Racconta Platone nel Crizia che l'oricalco era uno dei metalli più preziosi del perduto continente di Atlantide, secondo solo all'oro: nella sua leggendaria capitale, lo spettacolare tempio di Poseidone e Clito era rivestito, oltre che di avorio e oro, proprio di oricalco, la cui resistenza era così proverbiale che neanche le lance riuscivano a scalfirlo. Se dessimo fede alle parole del filosofo la scoperta avvenuta dieci giorni fa al largo della costa siciliana di Gela ci farebbe allora pensare che, forse, nelle profondità del Mediterraneo si celano i resti della misteriosa Atlantide. Infatti un'operazione coordinata dalla Guardia di finanza di Palermo e dalla Sovrintendenza di mare ha portato alla luce un preziosissimo “bottino”: due elmi corinzi, un'ampolla proveniente dall'antica colonia greca di Marsiglia, un'anfora e soprattutto 47 lingotti di oricalco.
In realtà, ben al di là delle suggestioni mitiche, questo metallo altro non è che una lega di rame e zinco, dal colore dorato, che costituiva un materiale utilizzato di frequente nell'età antica per coniare monete: i sesterzi romani di età augustea, per esempio, sono spesso fabbricati con questa lega.
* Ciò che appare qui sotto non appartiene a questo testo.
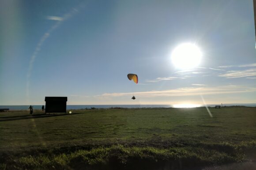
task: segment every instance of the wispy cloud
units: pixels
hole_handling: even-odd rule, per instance
[[[193,69],[193,70],[183,70],[181,71],[176,71],[175,72],[175,73],[188,72],[193,71],[195,71],[195,70],[195,70],[195,69]]]
[[[210,70],[220,70],[220,71],[226,71],[225,70],[218,69],[213,68],[211,68],[211,67],[197,67],[196,68],[202,68],[202,69],[210,69]]]
[[[218,67],[219,68],[230,68],[230,67],[236,67],[236,66],[234,66],[234,65],[229,65],[229,66],[219,66]]]
[[[70,96],[71,97],[79,97],[79,98],[88,98],[88,97],[91,97],[90,96],[79,95],[71,95]]]
[[[204,85],[203,84],[192,84],[191,85],[197,85],[197,86],[205,86],[206,85]]]
[[[158,82],[160,81],[163,81],[165,80],[172,80],[178,78],[176,77],[169,77],[168,78],[156,78],[155,79],[153,80],[148,80],[146,81],[147,82]]]
[[[56,16],[47,16],[46,19],[49,20],[62,21],[64,19],[63,17],[58,17]]]
[[[249,69],[245,70],[228,71],[226,73],[218,75],[219,77],[225,77],[227,78],[239,78],[256,76],[256,69]]]
[[[256,63],[254,63],[252,64],[249,64],[242,65],[239,66],[238,67],[256,67]]]
[[[231,67],[256,67],[256,63],[253,63],[252,64],[244,64],[244,65],[230,65],[228,66],[219,66],[219,68],[231,68]]]
[[[28,99],[27,102],[30,103],[30,78],[31,77],[31,73],[33,70],[34,63],[38,55],[38,53],[41,50],[41,47],[43,45],[45,40],[49,37],[51,33],[53,32],[60,24],[64,22],[64,20],[66,20],[72,17],[76,13],[78,12],[79,10],[83,8],[84,5],[83,3],[81,4],[78,6],[79,9],[75,8],[72,8],[69,12],[64,15],[62,17],[57,17],[55,16],[48,16],[47,17],[48,19],[56,20],[57,22],[53,25],[46,32],[39,40],[35,49],[34,49],[32,55],[30,57],[30,60],[29,63],[29,66],[27,73],[27,83],[26,83],[26,96]]]
[[[104,93],[96,96],[101,98],[109,98],[135,95],[139,97],[156,97],[175,96],[200,96],[256,92],[256,88],[242,86],[226,85],[213,87],[183,88],[163,91],[152,91],[128,93]]]
[[[211,67],[208,68],[208,69],[211,69],[211,70],[220,70],[220,71],[226,71],[225,70],[217,69],[216,68],[211,68]]]

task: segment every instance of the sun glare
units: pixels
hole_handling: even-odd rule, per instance
[[[201,104],[173,104],[173,107],[175,108],[191,108],[201,107]]]
[[[171,55],[172,61],[178,68],[186,69],[198,66],[201,61],[202,52],[194,44],[184,43],[177,46]]]

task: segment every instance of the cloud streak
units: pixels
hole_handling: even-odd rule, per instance
[[[169,77],[168,78],[158,78],[154,80],[148,80],[146,81],[155,82],[159,82],[160,81],[163,81],[165,80],[172,80],[178,78],[176,77]]]
[[[237,93],[241,92],[256,92],[256,88],[242,86],[226,85],[214,87],[196,87],[183,88],[162,91],[154,91],[126,93],[104,93],[101,95],[95,96],[101,98],[109,98],[124,96],[135,95],[140,98],[183,96],[200,96],[206,95],[215,95],[218,94]]]
[[[256,69],[249,69],[245,70],[228,71],[226,72],[226,73],[220,74],[218,76],[225,77],[227,78],[256,76]]]
[[[79,9],[80,10],[84,7],[83,4],[80,4],[79,6]],[[27,99],[27,102],[30,102],[30,78],[31,77],[31,73],[33,68],[34,63],[38,55],[38,53],[41,50],[41,47],[44,43],[45,41],[50,35],[51,33],[54,31],[60,24],[64,20],[67,20],[72,17],[75,13],[79,11],[79,10],[76,8],[73,8],[69,12],[65,14],[62,17],[57,17],[54,16],[48,16],[47,17],[48,19],[53,20],[57,21],[48,30],[45,32],[43,36],[40,39],[38,43],[37,44],[36,48],[33,53],[32,56],[30,57],[30,60],[29,63],[29,66],[27,73],[27,83],[26,83],[26,97]]]
[[[53,21],[63,21],[64,19],[63,17],[58,17],[56,16],[47,16],[46,17],[46,19],[49,20]]]

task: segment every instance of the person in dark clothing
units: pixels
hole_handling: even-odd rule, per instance
[[[33,114],[33,107],[30,105],[28,108],[30,109],[30,114],[32,115]]]

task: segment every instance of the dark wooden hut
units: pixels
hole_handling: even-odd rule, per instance
[[[68,97],[45,97],[45,113],[65,112]]]

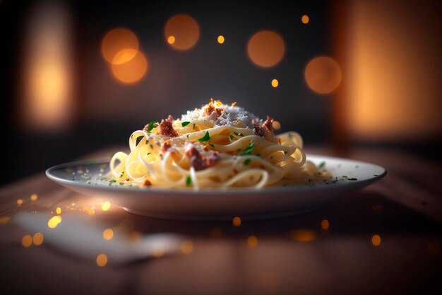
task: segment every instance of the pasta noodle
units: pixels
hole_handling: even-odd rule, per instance
[[[275,135],[273,119],[213,101],[181,118],[152,122],[119,151],[109,177],[122,185],[194,189],[262,187],[330,177],[306,161],[301,136]]]

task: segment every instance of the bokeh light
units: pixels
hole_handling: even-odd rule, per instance
[[[61,222],[61,216],[60,215],[56,215],[53,217],[52,217],[48,221],[47,221],[47,226],[49,229],[55,229],[56,227],[56,226],[59,225],[59,224],[60,222]]]
[[[114,237],[114,231],[106,229],[103,231],[103,238],[104,240],[111,240]]]
[[[109,31],[101,43],[101,52],[103,57],[109,63],[124,62],[124,59],[115,59],[115,56],[124,50],[133,50],[126,52],[126,59],[130,60],[135,57],[138,50],[139,42],[136,35],[130,30],[116,28]],[[133,54],[131,57],[131,54]]]
[[[247,238],[247,245],[250,248],[255,248],[258,245],[258,238],[256,236],[249,236]]]
[[[371,243],[374,246],[378,246],[381,245],[381,236],[374,235],[371,237]]]
[[[307,64],[304,78],[309,87],[320,94],[327,94],[336,90],[342,75],[339,64],[328,57],[318,57]]]
[[[21,244],[23,247],[29,247],[32,244],[32,237],[30,235],[25,235],[21,238]]]
[[[175,42],[175,37],[174,36],[167,37],[167,43],[174,44]]]
[[[103,211],[107,211],[110,209],[110,202],[104,201],[102,205],[101,205],[101,209]]]
[[[241,226],[241,218],[238,217],[238,216],[235,216],[233,218],[233,220],[232,221],[232,223],[233,224],[234,226]]]
[[[255,64],[270,67],[277,64],[285,53],[285,43],[276,32],[262,30],[255,33],[247,43],[247,55]]]
[[[97,265],[104,266],[107,264],[107,256],[106,254],[100,254],[97,256]]]
[[[173,42],[171,42],[174,37]],[[165,37],[167,43],[178,50],[193,47],[200,37],[200,28],[193,18],[186,14],[172,16],[166,23]]]
[[[122,50],[115,56],[115,58],[120,59],[120,56],[124,55],[126,51],[132,52],[133,50]],[[137,51],[131,59],[119,64],[112,63],[112,73],[117,80],[130,84],[140,81],[145,76],[148,71],[148,62],[144,54]]]
[[[43,233],[36,233],[34,236],[32,236],[32,242],[35,245],[40,245],[43,243]]]

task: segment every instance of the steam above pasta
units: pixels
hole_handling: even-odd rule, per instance
[[[306,161],[298,133],[275,135],[273,122],[211,99],[179,119],[169,116],[132,133],[130,153],[113,156],[109,177],[122,185],[194,189],[262,187],[330,177]]]

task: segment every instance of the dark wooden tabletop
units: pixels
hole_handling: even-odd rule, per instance
[[[177,233],[192,243],[185,254],[104,267],[44,241],[25,247],[23,237],[35,233],[14,222],[19,212],[54,214],[57,207],[62,216],[89,214],[100,200],[62,187],[42,172],[17,181],[0,189],[0,293],[442,294],[442,166],[388,149],[358,149],[347,157],[381,165],[388,175],[289,218],[234,226],[142,217],[117,204],[107,211],[96,207],[93,222],[107,227]]]

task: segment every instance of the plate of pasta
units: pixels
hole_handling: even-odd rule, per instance
[[[301,136],[279,123],[213,100],[151,121],[129,137],[129,152],[59,165],[52,180],[112,199],[125,210],[186,220],[273,218],[311,211],[383,177],[378,166],[306,155]]]

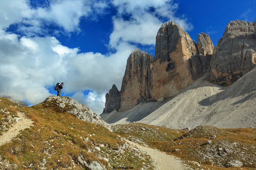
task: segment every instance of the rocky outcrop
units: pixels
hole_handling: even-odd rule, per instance
[[[101,120],[100,116],[70,97],[51,96],[47,97],[44,102],[45,103],[53,102],[60,108],[75,115],[77,118],[80,120],[100,124],[110,131],[112,131],[110,125]]]
[[[114,84],[108,93],[106,94],[106,102],[103,113],[110,113],[120,108],[121,96],[116,84]]]
[[[163,24],[156,37],[154,59],[138,49],[132,52],[123,78],[120,109],[118,102],[110,101],[110,93],[103,112],[127,110],[144,102],[165,101],[206,73],[213,45],[205,33],[199,34],[198,40],[198,45],[173,21]]]
[[[227,25],[211,60],[211,82],[228,86],[255,67],[254,33],[250,22],[235,20]]]
[[[255,18],[255,20],[254,20],[254,22],[253,22],[253,25],[254,26],[254,30],[255,31],[255,35],[256,35],[256,18]]]
[[[200,54],[203,56],[212,54],[214,47],[208,35],[201,33],[197,35],[197,49]]]
[[[120,111],[130,109],[151,98],[153,57],[136,49],[127,59],[121,88]]]
[[[10,96],[3,96],[3,97],[7,99],[10,101],[18,104],[21,106],[22,106],[23,107],[27,107],[27,103],[20,100],[17,100]]]
[[[173,21],[163,24],[156,38],[152,69],[152,99],[164,100],[179,94],[206,72],[212,45],[209,36],[199,36],[197,44]],[[202,53],[200,53],[202,52]]]

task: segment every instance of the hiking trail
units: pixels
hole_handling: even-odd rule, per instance
[[[141,146],[130,140],[126,140],[130,144],[135,145],[139,149],[146,151],[148,154],[150,155],[154,162],[156,170],[192,169],[188,167],[187,165],[182,163],[182,161],[178,158],[167,155],[156,149]]]
[[[6,143],[15,137],[20,133],[20,130],[29,128],[32,125],[33,121],[26,118],[23,113],[18,112],[17,114],[21,119],[13,124],[13,126],[8,131],[4,132],[3,135],[0,136],[0,146]]]

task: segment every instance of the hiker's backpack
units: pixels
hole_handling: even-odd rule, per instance
[[[58,87],[59,87],[59,84],[60,84],[60,83],[58,83],[57,84],[56,84],[56,85],[55,86],[54,86],[54,89],[55,90],[57,90],[57,89],[58,89]]]

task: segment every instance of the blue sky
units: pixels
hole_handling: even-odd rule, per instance
[[[36,104],[56,93],[100,114],[126,61],[139,48],[154,56],[162,23],[174,20],[197,42],[214,46],[230,21],[253,22],[256,0],[3,0],[0,6],[0,95]]]

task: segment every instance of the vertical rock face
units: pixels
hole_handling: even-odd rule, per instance
[[[209,59],[205,56],[211,54],[213,45],[206,34],[199,37],[200,57],[197,44],[179,26],[170,21],[162,25],[156,38],[152,99],[177,95],[206,72]]]
[[[206,73],[213,45],[206,34],[199,34],[198,40],[198,46],[173,21],[163,24],[156,37],[154,59],[138,49],[128,58],[118,111],[142,102],[170,98]],[[107,106],[110,98],[107,93],[105,112],[113,110]]]
[[[121,88],[120,111],[130,109],[151,98],[153,57],[136,49],[130,55]]]
[[[120,92],[118,91],[116,84],[114,84],[109,93],[106,94],[106,102],[103,113],[110,113],[120,108]]]
[[[255,35],[256,35],[256,18],[255,18],[255,20],[254,20],[254,22],[253,22],[253,25],[254,26],[254,30],[255,31]]]
[[[203,56],[212,54],[214,47],[210,37],[205,33],[201,33],[197,35],[198,52]]]
[[[231,21],[219,40],[211,60],[209,80],[231,84],[256,63],[256,37],[251,22]]]

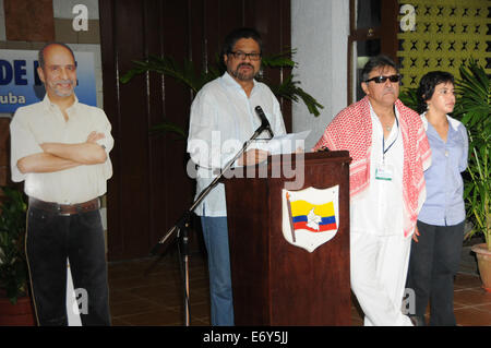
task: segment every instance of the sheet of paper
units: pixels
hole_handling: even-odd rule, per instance
[[[258,148],[270,152],[271,155],[292,154],[306,149],[306,139],[310,131],[276,135],[271,140],[259,139],[250,144],[249,149]]]

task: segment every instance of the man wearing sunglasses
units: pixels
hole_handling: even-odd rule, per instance
[[[351,289],[368,326],[412,325],[402,304],[431,152],[418,113],[398,99],[399,80],[388,57],[371,58],[361,74],[366,96],[342,110],[313,148],[347,149],[352,158]]]

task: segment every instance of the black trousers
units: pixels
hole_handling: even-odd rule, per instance
[[[430,303],[430,325],[454,326],[454,276],[460,264],[464,221],[433,226],[418,220],[418,230],[406,285],[415,290],[416,315],[423,319]]]
[[[68,325],[67,259],[80,289],[82,325],[110,325],[107,263],[99,211],[62,216],[29,207],[26,255],[39,325]]]

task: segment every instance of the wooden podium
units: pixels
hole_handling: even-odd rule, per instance
[[[272,156],[267,165],[252,167],[255,178],[251,178],[251,167],[248,167],[247,178],[230,178],[229,173],[229,179],[224,181],[236,325],[351,323],[351,158],[345,151],[302,156],[301,159],[294,155],[291,158]],[[294,181],[283,168],[297,168],[297,175],[304,176],[303,184],[297,190],[339,185],[338,231],[313,252],[289,243],[283,235],[282,190]]]

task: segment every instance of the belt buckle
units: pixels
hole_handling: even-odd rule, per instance
[[[61,213],[61,204],[58,204],[57,208],[58,208],[58,215],[60,215],[60,216],[70,216],[70,213]]]

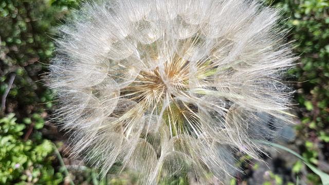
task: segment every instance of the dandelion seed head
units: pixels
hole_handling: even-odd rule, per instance
[[[291,121],[296,59],[258,1],[86,3],[60,28],[48,79],[73,154],[139,183],[222,182]],[[209,174],[213,178],[209,179]]]

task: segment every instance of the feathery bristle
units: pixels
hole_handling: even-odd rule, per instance
[[[291,121],[282,82],[296,59],[278,20],[256,0],[85,3],[48,75],[74,155],[103,174],[120,162],[142,184],[225,182],[235,152],[258,158],[253,140]]]

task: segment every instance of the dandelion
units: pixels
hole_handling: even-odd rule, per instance
[[[291,121],[295,59],[258,1],[84,4],[61,28],[48,78],[74,155],[138,183],[225,182]]]

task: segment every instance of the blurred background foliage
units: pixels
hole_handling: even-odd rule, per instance
[[[300,56],[298,64],[289,71],[295,77],[291,81],[297,90],[297,137],[287,144],[328,173],[329,1],[265,2],[281,9],[284,26],[290,29],[288,40],[295,41],[295,52]],[[0,1],[0,184],[69,184],[66,169],[76,184],[131,184],[136,181],[136,177],[127,172],[110,174],[100,180],[96,170],[69,159],[69,152],[63,150],[65,136],[49,119],[53,92],[40,80],[53,54],[56,27],[63,23],[70,9],[78,8],[79,3]],[[63,158],[56,154],[57,149],[52,143]],[[237,165],[245,173],[232,180],[232,184],[252,184],[249,179],[257,173],[259,164],[247,165],[243,161],[248,158],[241,157]],[[286,166],[286,171],[276,169],[262,174],[263,184],[296,184],[298,179],[301,184],[320,183],[319,177],[300,160]],[[187,182],[179,179],[170,183]]]

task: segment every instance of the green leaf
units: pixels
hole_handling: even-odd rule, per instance
[[[262,143],[266,145],[269,145],[272,146],[277,147],[278,149],[280,149],[281,150],[287,151],[290,153],[290,154],[295,155],[295,156],[297,157],[299,159],[301,159],[303,162],[305,163],[305,164],[306,164],[312,171],[313,171],[314,173],[318,175],[320,177],[320,178],[321,178],[321,180],[322,182],[322,184],[329,185],[329,175],[322,172],[319,169],[316,168],[315,166],[314,166],[314,165],[309,163],[305,158],[304,158],[302,156],[298,154],[297,152],[285,146],[282,146],[280,144],[273,143],[269,141],[261,141],[261,140],[255,140],[255,141],[260,143]]]

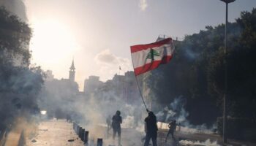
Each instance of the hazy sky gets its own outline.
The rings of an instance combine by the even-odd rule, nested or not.
[[[129,46],[154,42],[159,34],[183,38],[206,26],[225,23],[219,0],[25,0],[34,31],[32,63],[67,78],[75,58],[80,90],[89,75],[103,81],[132,70]],[[256,0],[229,4],[229,20]]]

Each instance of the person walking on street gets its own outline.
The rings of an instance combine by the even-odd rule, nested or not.
[[[167,138],[168,137],[170,134],[172,135],[172,138],[175,139],[173,134],[174,134],[174,131],[176,130],[176,126],[177,126],[177,123],[176,123],[176,120],[175,120],[168,123],[169,131],[166,135],[165,142],[167,142]]]
[[[145,118],[145,131],[146,131],[146,139],[144,146],[148,146],[149,141],[151,139],[153,146],[157,146],[157,117],[153,112],[148,111],[148,115]]]
[[[118,146],[121,146],[121,124],[122,123],[121,112],[116,111],[116,115],[112,118],[112,128],[113,131],[113,139],[115,140],[116,133],[118,134]]]

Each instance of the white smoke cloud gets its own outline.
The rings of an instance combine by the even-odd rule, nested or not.
[[[119,66],[121,69],[121,74],[132,69],[130,60],[116,56],[108,49],[97,54],[94,61],[100,67],[98,71],[99,74],[105,74],[105,77],[108,79],[110,79],[113,74],[119,72]]]
[[[139,7],[141,10],[144,11],[148,7],[148,2],[146,0],[140,0]]]

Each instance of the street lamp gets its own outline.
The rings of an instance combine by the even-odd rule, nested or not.
[[[227,143],[227,5],[228,3],[234,2],[236,0],[220,0],[226,3],[226,24],[225,28],[225,48],[224,48],[224,65],[225,65],[225,89],[223,94],[223,142]]]

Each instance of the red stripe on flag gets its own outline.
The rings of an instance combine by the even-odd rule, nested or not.
[[[140,50],[147,50],[148,48],[159,47],[165,44],[167,44],[169,42],[171,43],[171,41],[172,41],[172,38],[167,38],[162,41],[159,41],[151,44],[138,45],[131,46],[131,53],[132,53]]]
[[[164,55],[161,61],[154,61],[152,63],[146,64],[143,66],[137,67],[135,69],[135,76],[145,73],[148,71],[157,68],[160,64],[168,63],[173,58],[172,55]]]

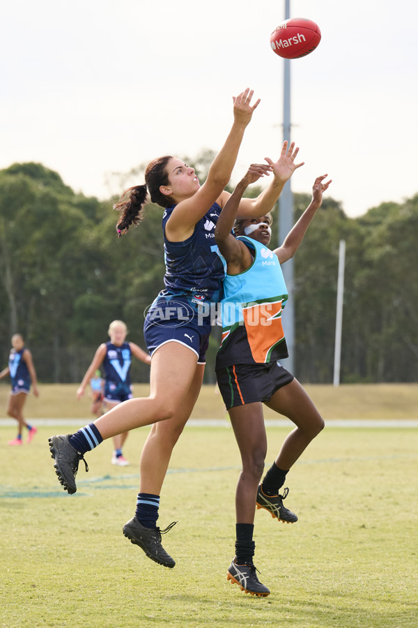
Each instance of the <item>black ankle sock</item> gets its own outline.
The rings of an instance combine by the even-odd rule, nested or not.
[[[263,492],[265,495],[278,495],[279,488],[283,486],[286,481],[286,475],[288,471],[279,469],[276,463],[274,462],[261,482]]]
[[[235,562],[237,565],[252,562],[256,544],[252,539],[254,526],[252,523],[235,525]]]

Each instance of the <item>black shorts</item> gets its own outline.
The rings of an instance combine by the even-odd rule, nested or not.
[[[294,379],[280,362],[232,364],[219,368],[216,376],[226,410],[256,401],[270,401],[279,388]]]

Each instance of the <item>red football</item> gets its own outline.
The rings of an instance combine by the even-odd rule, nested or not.
[[[306,57],[320,41],[318,24],[304,17],[291,17],[279,24],[270,35],[273,51],[284,59]]]

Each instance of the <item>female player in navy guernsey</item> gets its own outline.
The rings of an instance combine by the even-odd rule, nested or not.
[[[22,432],[24,426],[28,431],[26,442],[30,442],[38,431],[37,428],[26,423],[23,418],[23,406],[31,388],[33,387],[33,394],[38,397],[38,381],[36,371],[33,366],[32,354],[24,346],[23,337],[20,334],[15,334],[12,336],[12,349],[9,357],[8,366],[0,373],[0,380],[10,375],[12,380],[12,389],[9,395],[6,412],[17,421],[17,435],[13,440],[9,440],[9,445],[21,445]]]
[[[295,150],[293,154],[297,153]],[[287,495],[279,490],[286,474],[324,422],[300,384],[279,363],[288,354],[281,326],[287,300],[280,264],[290,259],[302,242],[309,223],[322,203],[331,181],[327,175],[314,184],[311,204],[275,251],[268,246],[271,216],[240,220],[231,230],[247,186],[275,165],[253,164],[226,204],[217,223],[215,237],[226,260],[222,301],[222,339],[217,356],[217,379],[240,448],[242,469],[235,495],[235,557],[227,577],[246,592],[265,596],[269,590],[258,579],[253,562],[256,501],[273,517],[294,522],[297,517],[283,505]],[[259,485],[264,468],[267,440],[262,402],[295,424],[280,453]]]
[[[109,410],[118,403],[132,398],[130,381],[132,355],[146,364],[150,364],[151,359],[138,345],[125,341],[127,329],[123,320],[112,321],[107,333],[110,341],[102,343],[98,348],[77,389],[77,398],[80,399],[83,396],[92,376],[98,368],[102,368],[104,371],[103,405],[107,410]],[[127,434],[128,432],[125,431],[113,437],[114,450],[111,456],[112,465],[118,467],[127,467],[129,465],[122,453],[122,447]]]
[[[233,123],[225,144],[201,186],[193,168],[165,156],[146,168],[145,186],[130,188],[116,206],[121,211],[118,234],[142,218],[147,194],[165,208],[162,218],[166,260],[165,290],[148,311],[144,336],[152,356],[150,394],[130,399],[71,436],[49,439],[56,472],[69,493],[77,490],[75,474],[83,454],[103,439],[121,431],[154,424],[141,456],[140,493],[135,516],[124,534],[156,562],[173,567],[174,560],[161,544],[156,525],[160,493],[170,457],[199,395],[210,332],[208,317],[199,320],[202,302],[219,301],[224,269],[215,245],[214,230],[230,194],[224,190],[235,165],[244,132],[259,100],[252,91],[233,98]],[[270,211],[286,181],[297,167],[287,146],[275,164],[270,185],[256,199],[242,199],[240,215]]]

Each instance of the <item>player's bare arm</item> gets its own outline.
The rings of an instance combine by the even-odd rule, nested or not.
[[[167,220],[166,236],[171,241],[189,237],[196,223],[217,200],[231,179],[245,128],[260,100],[251,101],[252,89],[247,88],[233,100],[233,123],[226,140],[209,169],[203,185],[189,197],[176,199],[178,205]]]
[[[139,347],[135,343],[130,343],[129,346],[132,355],[136,358],[141,360],[141,362],[145,362],[146,364],[151,364],[151,357],[146,351],[144,351],[144,349],[141,349],[141,347]]]
[[[327,176],[327,174],[323,174],[321,177],[316,177],[312,187],[312,200],[297,222],[289,231],[281,246],[276,248],[274,251],[281,264],[293,257],[299,248],[311,221],[322,204],[323,193],[328,189],[332,182],[332,179],[330,179],[324,183],[324,180]]]

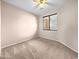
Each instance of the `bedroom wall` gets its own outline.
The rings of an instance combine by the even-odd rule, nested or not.
[[[37,33],[35,15],[5,2],[2,2],[1,9],[2,48],[34,38]]]
[[[53,13],[58,14],[58,30],[43,31],[43,19],[44,15],[50,15]],[[77,38],[77,0],[66,0],[64,5],[55,11],[50,11],[41,17],[39,17],[39,36],[51,40],[56,40],[67,47],[71,48],[75,52],[78,52],[78,38]]]
[[[1,56],[1,0],[0,0],[0,56]]]

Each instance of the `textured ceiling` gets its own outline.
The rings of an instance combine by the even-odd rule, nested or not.
[[[59,9],[66,2],[65,0],[48,0],[48,3],[50,3],[50,5],[45,6],[44,9],[40,9],[39,7],[36,8],[34,6],[33,0],[3,0],[3,1],[39,16],[49,11]]]

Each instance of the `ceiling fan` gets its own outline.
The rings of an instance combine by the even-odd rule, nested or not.
[[[53,5],[52,3],[49,3],[48,0],[33,0],[35,7],[44,8],[46,5]]]

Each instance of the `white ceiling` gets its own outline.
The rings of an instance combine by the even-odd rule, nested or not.
[[[33,0],[3,0],[3,1],[39,16],[49,11],[59,9],[66,2],[65,0],[48,0],[48,3],[51,3],[52,5],[47,5],[45,6],[44,9],[40,9],[39,7],[36,8],[34,6]]]

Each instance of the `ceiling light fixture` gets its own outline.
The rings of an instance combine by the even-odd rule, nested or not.
[[[36,6],[39,6],[40,8],[44,8],[44,6],[47,4],[47,0],[33,0],[33,2]]]

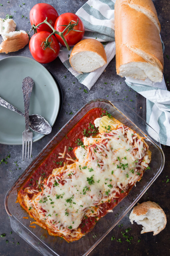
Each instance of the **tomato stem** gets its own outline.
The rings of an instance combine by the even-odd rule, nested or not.
[[[66,47],[67,47],[67,49],[68,50],[70,51],[70,48],[69,46],[67,43],[67,41],[64,37],[63,34],[65,31],[67,30],[67,29],[68,29],[68,31],[66,33],[66,35],[67,35],[68,33],[69,33],[70,31],[71,30],[74,30],[74,31],[76,31],[78,32],[82,32],[82,31],[80,31],[80,30],[75,30],[74,29],[73,29],[73,28],[74,26],[76,26],[78,24],[78,23],[79,22],[79,19],[77,19],[76,22],[75,21],[74,21],[74,20],[71,20],[71,21],[70,22],[69,25],[67,26],[65,25],[61,25],[61,26],[66,26],[62,32],[59,32],[58,31],[57,31],[55,29],[51,24],[48,22],[47,21],[47,17],[46,17],[46,19],[45,19],[44,20],[44,21],[43,21],[42,22],[41,22],[41,23],[40,23],[39,24],[38,24],[38,25],[37,25],[36,26],[35,26],[35,24],[33,24],[32,25],[32,29],[34,30],[34,34],[35,33],[37,33],[37,28],[38,28],[38,27],[40,26],[40,25],[41,25],[42,24],[44,24],[44,23],[45,23],[46,24],[47,24],[53,30],[53,32],[51,34],[50,34],[50,35],[49,35],[46,39],[46,44],[47,45],[48,45],[49,44],[48,39],[49,38],[51,37],[52,35],[54,35],[54,34],[57,34],[57,35],[59,35],[63,41],[64,41]],[[75,23],[72,24],[71,24],[72,22],[74,22]]]

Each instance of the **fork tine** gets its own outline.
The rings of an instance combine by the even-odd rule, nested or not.
[[[27,141],[25,141],[25,160],[26,160],[26,154],[27,154]]]
[[[30,147],[30,141],[28,141],[28,160],[29,159],[29,152]]]
[[[30,144],[30,159],[31,159],[31,152],[32,151],[32,140],[31,141],[31,143]]]

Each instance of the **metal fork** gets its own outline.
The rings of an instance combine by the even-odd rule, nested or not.
[[[25,129],[22,133],[22,161],[23,158],[24,146],[25,142],[25,157],[26,159],[27,146],[28,142],[28,159],[29,159],[29,148],[30,143],[30,159],[31,155],[32,143],[32,132],[29,128],[29,111],[30,98],[34,85],[34,82],[31,77],[28,77],[23,79],[22,83],[22,90],[24,103]]]

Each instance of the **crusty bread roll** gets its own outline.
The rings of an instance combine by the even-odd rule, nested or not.
[[[115,25],[117,74],[161,82],[160,26],[152,0],[117,0]]]
[[[0,18],[0,35],[15,31],[16,24],[12,19],[3,19]]]
[[[103,46],[95,39],[84,39],[74,46],[70,57],[74,69],[80,73],[91,72],[107,62]]]
[[[134,221],[142,225],[141,234],[153,231],[155,236],[165,228],[166,224],[166,215],[163,210],[157,204],[151,201],[135,206],[129,218],[132,224]]]
[[[28,34],[23,30],[2,34],[4,41],[0,45],[0,53],[16,51],[23,48],[29,41]]]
Nel Medioevo invece l'oricalco viene impiegato nella creazione di strumenti musicali a fiato come trombe e chiarine, tanto che il suo nome diventerà sinonimo della tromba di guerra.
Dunque, lasciando da parte il fascino arcano della civiltà scomparsa, il rinvenimento effettuato nelle acque siciliane resta comunque di grande valore, dal momento che soltanto in un'altra occasione, nel dicembre 2014, era stato ritrovato un numero così cospicuo di lingotti di oricalco – allora furono 37 – nel nostro Mediterraneo. Un indizio in più della straordinaria storia di questo mare e degli incredibili tesori che cela ancora nelle sue profondità, giacché solo in quel tratto di costa si contano tre relitti di navi antiche: una mecca per gli archeologi di tutto il mondo, ma anche un patrimonio inestimabile che è necessario tutelare e difendere dall'incuria, dall'inquinamento e dalle predazioni dei tanti “tombaroli” marini e dei collezionisti senza scrupoli.